Shirley Chisholm, W.E.B. Dubois, Martin Luther King Jr., Marcus Garvey, Rosa Parks, John Johnson, Fred Hampton, Ida B. Wells. They were among the most brilliant and influential people involved in the desegregation effort and the founding of the Black Power Movement. Desegregating the schools in the South, fighting to pass the Voting Rights Bill of 1965, assuring that water fountains could be used by anyone who was thirsty, regardless of race, were crowning achievements of the movement.

However, the general consensus is that youth today have little or no appreciation for their efforts. Whatever the reason, the level of passion for civil rights seems to have been re-directed.

According to 25-year-old Governor State University graduate student Gloria Robinson, who is studying elementary education, young people have either forgotten the important lessons learned from the Civil Rights Movement or take them for granted.

“Black kids just don’t have any appreciation for the work their ancestors did so that they can be educated,” said Robinson. “They come to class, argue, cuss, fight. Some days I feel more like a disciplinarian than a teacher. I sometimes wonder, do they know what their grandparents had to endure for them to be here?”

Robinson,the youngest of four children, grew up in the south suburb of Markham, but her parents, who are both in their 60s told her about their experiences during the civil rights struggles in the South.

“My mother grew up in Arkansas at a time when, if you walked down the wrong street, you might not be coming home,” said Robinson. “My dad lived in predominantly black Oxford, Miss., where the same basic rule of staying on your side of the fence applied.”

Robinson said that while the school has a mandate to educate youth about civil rights, it must begin at home.

“Parents need to let their children know how important these people were to moving our country to where it is now. We need more black males in the classrooms teaching our history and more cohesive families at home driving these lessons home.”

The feeling that Civil Rights should be transferred from parent to child was also echoed by Katherine Freeman, a 24-year-old University of Illinois graduate student.

“Young people don’t think about the movement because they don’t have to think about it,” said Freeman, who is a community health major.

“Parents need to sit them down and tell them how important this time in our history was-because we want to show them what is possible in their own academic and social endeavors.”

Freeman is a native of Rantoul, born to an African-American father and Panamanian mother. She says she faced identity issues early in life, wondering where she would fit in at her nearly all-white Catholic high school. Her parents were instrumental in helping her embrace her diverse heritage, while also learning as much as she could about her African ancestry.

“In high school I began reading prose of African-American leaders like Thurgood Marshall, and it really opened my eyes to the greatness of my people,” said Freeman. “I think if more of our youth were encouraged to learn as much as they can about their history, they would have to have more appreciation for the movement because they would know the why, when, where and how. I believe the more informed they are about these days, the more they will appreciate what they have now.”

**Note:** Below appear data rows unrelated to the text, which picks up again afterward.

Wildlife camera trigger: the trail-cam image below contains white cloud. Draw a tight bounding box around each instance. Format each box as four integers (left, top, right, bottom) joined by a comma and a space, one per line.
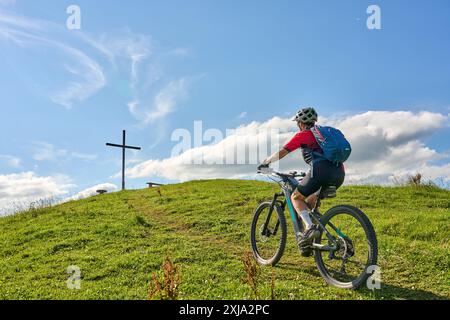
63, 183, 118, 202
0, 172, 75, 215
0, 154, 22, 168
238, 111, 248, 119
128, 111, 450, 183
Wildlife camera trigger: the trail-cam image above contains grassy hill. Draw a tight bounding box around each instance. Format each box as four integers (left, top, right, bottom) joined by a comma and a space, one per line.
0, 180, 450, 299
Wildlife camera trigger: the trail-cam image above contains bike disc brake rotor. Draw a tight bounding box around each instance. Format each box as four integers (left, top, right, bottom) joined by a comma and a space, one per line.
259, 225, 270, 243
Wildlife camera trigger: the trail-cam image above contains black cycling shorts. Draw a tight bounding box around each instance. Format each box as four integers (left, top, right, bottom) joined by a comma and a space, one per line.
297, 160, 345, 198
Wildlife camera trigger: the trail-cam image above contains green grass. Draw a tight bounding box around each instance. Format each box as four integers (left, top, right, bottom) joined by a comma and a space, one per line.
0, 180, 450, 299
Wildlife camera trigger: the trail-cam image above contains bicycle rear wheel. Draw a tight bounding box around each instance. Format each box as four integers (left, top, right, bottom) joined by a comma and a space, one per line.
314, 206, 378, 289
250, 202, 287, 266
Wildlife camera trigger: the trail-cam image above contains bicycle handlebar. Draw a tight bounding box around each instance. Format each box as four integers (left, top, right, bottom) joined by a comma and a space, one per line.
257, 167, 306, 178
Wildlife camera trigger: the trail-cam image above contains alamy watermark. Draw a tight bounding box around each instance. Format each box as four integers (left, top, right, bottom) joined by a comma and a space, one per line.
171, 121, 280, 169
66, 4, 81, 30
66, 266, 81, 290
366, 4, 381, 30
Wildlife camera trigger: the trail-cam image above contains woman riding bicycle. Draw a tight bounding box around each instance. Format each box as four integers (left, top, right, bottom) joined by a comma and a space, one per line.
260, 108, 345, 248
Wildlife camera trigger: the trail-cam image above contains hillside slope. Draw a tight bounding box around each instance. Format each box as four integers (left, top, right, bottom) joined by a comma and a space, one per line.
0, 180, 450, 299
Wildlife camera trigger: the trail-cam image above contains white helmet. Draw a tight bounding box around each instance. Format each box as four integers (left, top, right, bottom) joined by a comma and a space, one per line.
292, 107, 319, 124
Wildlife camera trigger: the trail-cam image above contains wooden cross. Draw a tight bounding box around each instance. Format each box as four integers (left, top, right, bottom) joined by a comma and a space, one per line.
106, 130, 141, 190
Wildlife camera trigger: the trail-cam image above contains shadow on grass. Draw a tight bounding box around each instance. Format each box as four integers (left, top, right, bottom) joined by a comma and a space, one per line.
277, 263, 449, 300
370, 283, 449, 300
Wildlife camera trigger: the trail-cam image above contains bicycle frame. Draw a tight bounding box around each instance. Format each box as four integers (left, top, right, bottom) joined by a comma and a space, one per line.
264, 172, 345, 252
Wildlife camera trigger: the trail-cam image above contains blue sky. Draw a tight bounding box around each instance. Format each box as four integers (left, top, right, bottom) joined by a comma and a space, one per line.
0, 0, 450, 212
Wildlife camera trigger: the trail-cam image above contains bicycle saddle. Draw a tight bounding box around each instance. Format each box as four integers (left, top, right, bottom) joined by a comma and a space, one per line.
319, 186, 337, 199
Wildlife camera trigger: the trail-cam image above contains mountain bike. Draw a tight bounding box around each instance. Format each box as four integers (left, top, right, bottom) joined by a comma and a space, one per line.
250, 169, 378, 289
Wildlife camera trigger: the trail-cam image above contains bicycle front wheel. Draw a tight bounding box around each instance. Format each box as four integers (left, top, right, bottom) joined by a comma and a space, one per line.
250, 202, 287, 266
314, 206, 378, 289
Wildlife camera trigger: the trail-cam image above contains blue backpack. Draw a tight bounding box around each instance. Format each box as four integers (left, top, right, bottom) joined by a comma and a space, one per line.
311, 126, 352, 165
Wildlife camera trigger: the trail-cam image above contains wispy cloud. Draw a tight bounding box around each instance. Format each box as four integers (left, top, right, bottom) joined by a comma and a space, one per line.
0, 171, 75, 215
0, 154, 22, 168
32, 142, 97, 161
0, 13, 106, 108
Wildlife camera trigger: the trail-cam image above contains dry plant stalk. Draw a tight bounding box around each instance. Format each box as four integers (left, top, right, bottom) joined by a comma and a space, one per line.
148, 257, 181, 300
242, 252, 261, 299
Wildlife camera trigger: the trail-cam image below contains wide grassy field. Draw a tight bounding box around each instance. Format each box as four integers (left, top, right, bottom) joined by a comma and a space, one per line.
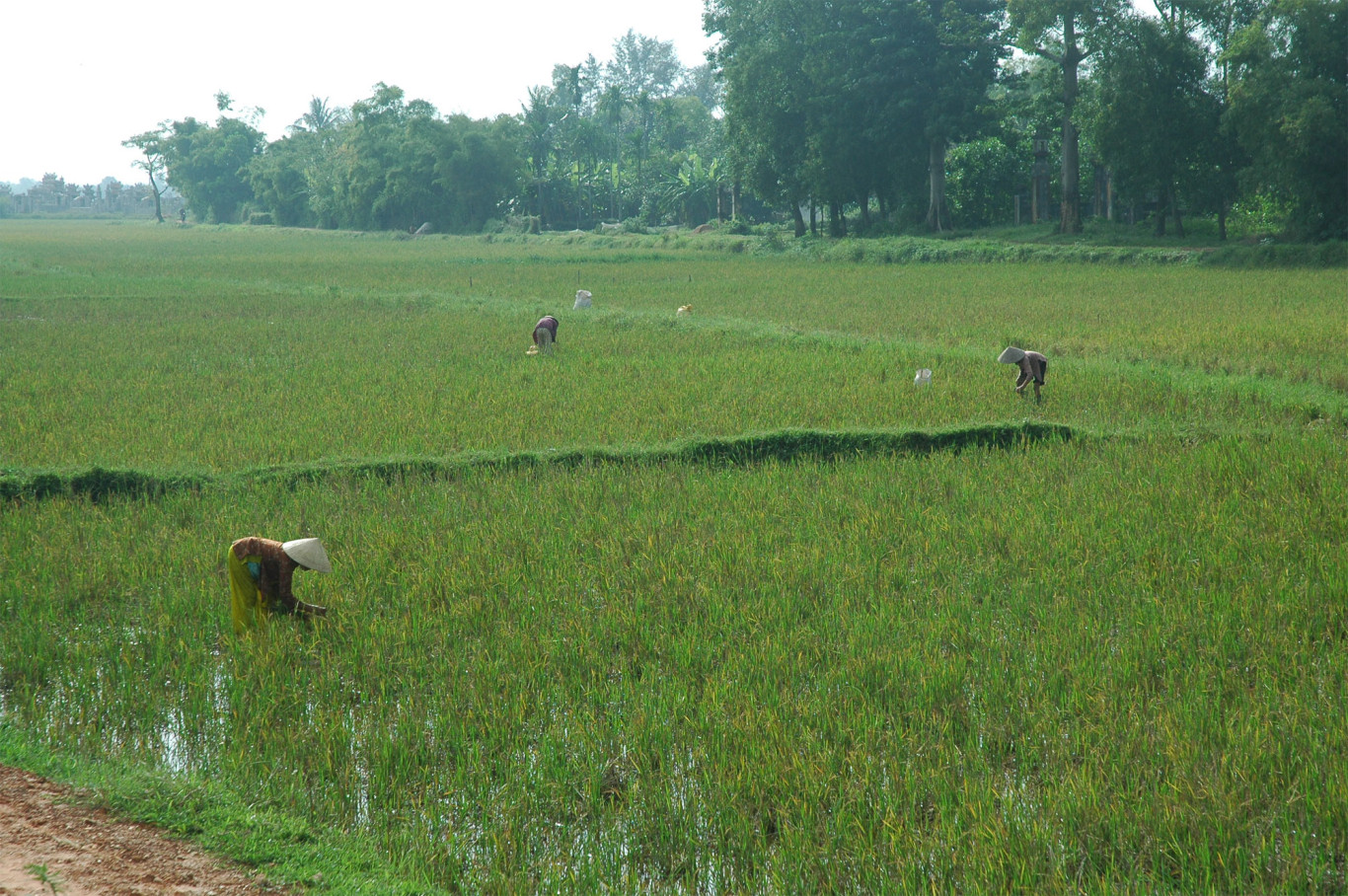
0, 221, 1348, 893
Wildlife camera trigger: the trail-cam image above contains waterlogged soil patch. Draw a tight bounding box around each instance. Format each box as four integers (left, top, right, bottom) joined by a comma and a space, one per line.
0, 766, 286, 896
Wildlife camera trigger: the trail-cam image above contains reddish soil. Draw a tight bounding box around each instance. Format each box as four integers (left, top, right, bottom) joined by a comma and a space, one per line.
0, 766, 277, 896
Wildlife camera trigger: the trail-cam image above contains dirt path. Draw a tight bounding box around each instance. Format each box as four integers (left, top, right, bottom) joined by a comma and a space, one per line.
0, 766, 280, 896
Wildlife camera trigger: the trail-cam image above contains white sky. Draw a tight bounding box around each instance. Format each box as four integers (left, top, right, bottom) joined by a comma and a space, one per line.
0, 0, 711, 185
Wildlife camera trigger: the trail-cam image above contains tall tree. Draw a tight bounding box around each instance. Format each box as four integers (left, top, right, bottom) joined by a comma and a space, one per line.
121, 124, 169, 224
604, 29, 685, 100
1007, 0, 1120, 233
1227, 0, 1348, 239
1096, 10, 1220, 236
704, 0, 821, 237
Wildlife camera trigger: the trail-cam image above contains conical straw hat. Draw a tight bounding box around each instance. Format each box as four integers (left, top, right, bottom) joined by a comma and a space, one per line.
280, 538, 333, 572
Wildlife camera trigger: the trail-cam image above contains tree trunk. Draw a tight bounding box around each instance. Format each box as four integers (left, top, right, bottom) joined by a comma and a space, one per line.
150, 171, 165, 224
1058, 12, 1083, 233
829, 199, 847, 237
928, 137, 950, 233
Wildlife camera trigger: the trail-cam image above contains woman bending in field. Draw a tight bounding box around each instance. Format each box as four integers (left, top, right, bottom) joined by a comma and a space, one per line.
534, 314, 557, 351
998, 345, 1049, 402
228, 536, 333, 635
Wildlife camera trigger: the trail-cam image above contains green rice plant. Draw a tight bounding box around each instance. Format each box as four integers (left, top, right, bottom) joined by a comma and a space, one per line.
0, 221, 1348, 893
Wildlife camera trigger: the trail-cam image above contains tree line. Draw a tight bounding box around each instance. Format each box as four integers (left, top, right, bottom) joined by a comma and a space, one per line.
125, 0, 1348, 240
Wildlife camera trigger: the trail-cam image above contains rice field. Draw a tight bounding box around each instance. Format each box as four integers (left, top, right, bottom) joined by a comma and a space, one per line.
0, 221, 1348, 893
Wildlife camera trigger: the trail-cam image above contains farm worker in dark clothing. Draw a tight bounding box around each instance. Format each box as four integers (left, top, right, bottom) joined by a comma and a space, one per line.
228, 536, 333, 635
998, 345, 1049, 402
534, 314, 557, 351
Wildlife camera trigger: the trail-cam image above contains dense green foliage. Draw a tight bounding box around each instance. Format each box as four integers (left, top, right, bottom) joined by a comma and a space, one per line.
0, 221, 1348, 893
108, 0, 1348, 240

“I think if the youth have lost sight of the lessons of the Civil Rights Movement, it’s because we don’t have the same ‘we’re in this together’ attitude that we once had,” said Eliot Hines, a 21-year-old history major at Chicago State University. “Perhaps it’s because of the change in the family dynamic, more single family homes. However, I definitely feel that it has been not so much forgotten, but less appreciated.”

Hines says his initial introduction to civil rights occurred at a young age when his father, who grew up in Memphis in the ’50s, began telling him stories of his experiences with racism.

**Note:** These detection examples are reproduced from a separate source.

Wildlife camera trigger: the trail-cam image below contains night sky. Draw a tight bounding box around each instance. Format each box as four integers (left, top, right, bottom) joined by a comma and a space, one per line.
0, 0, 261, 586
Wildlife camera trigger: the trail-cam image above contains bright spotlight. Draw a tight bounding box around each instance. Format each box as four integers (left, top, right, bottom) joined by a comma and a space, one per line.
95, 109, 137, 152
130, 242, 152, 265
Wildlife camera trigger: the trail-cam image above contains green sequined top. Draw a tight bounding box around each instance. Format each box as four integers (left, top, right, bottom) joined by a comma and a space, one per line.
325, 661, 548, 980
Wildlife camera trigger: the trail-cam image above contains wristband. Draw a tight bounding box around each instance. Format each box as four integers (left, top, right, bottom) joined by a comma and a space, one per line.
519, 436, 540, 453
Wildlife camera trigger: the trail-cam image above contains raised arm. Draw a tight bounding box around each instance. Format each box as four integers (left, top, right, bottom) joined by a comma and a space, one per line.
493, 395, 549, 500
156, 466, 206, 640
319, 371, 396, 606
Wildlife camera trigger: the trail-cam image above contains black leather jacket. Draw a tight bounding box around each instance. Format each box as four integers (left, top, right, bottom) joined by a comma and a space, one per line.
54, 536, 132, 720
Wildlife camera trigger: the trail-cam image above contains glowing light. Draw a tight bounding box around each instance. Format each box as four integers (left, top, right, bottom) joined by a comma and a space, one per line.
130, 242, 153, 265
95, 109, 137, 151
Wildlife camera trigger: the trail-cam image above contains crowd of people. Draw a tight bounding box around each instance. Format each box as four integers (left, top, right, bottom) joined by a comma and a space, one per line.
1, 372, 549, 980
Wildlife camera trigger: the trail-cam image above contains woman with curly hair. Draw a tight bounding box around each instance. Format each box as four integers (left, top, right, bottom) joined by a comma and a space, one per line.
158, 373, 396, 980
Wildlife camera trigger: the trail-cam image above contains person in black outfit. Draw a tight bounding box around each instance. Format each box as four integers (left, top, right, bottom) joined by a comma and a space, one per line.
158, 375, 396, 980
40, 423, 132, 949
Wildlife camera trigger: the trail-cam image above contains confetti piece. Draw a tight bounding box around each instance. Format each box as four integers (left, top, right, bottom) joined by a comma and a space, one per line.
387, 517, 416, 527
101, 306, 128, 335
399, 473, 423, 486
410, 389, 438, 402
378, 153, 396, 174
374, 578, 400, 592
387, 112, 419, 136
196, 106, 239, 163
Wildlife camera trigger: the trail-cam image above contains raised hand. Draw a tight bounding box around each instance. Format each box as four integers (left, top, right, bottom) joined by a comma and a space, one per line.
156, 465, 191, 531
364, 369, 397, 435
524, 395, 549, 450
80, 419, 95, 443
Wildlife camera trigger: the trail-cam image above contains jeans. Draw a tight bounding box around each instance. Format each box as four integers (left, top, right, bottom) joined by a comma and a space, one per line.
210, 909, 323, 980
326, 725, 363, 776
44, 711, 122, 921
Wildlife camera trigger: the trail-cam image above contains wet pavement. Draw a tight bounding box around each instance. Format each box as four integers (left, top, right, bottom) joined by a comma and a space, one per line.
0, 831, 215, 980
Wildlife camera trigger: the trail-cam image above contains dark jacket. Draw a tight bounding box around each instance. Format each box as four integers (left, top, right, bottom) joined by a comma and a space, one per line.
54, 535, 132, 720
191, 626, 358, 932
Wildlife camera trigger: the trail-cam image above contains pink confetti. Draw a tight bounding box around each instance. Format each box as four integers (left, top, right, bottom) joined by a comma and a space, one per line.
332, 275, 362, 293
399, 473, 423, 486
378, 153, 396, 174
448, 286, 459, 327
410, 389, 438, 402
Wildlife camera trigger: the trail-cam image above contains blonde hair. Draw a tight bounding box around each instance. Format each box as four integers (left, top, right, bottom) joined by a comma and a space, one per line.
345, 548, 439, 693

“My father told me how at a young age, he had a cop stop him and threaten him with a gun because he was in the wrong area, and he was only eight,” said Hines. “When Dad was telling me this story, all I could think about was why? Why would someone not like you because of the color of your skin? It made no sense then and probably even less sense now.

“We need more youth scholars to sit down with our youth and impart this same knowledge to them,” said Hines. “We need to let them know that these leaders’ efforts are appreciated and that we have not overlooked them. It will take the same level of community organization that birthed the movement, but it can be done.”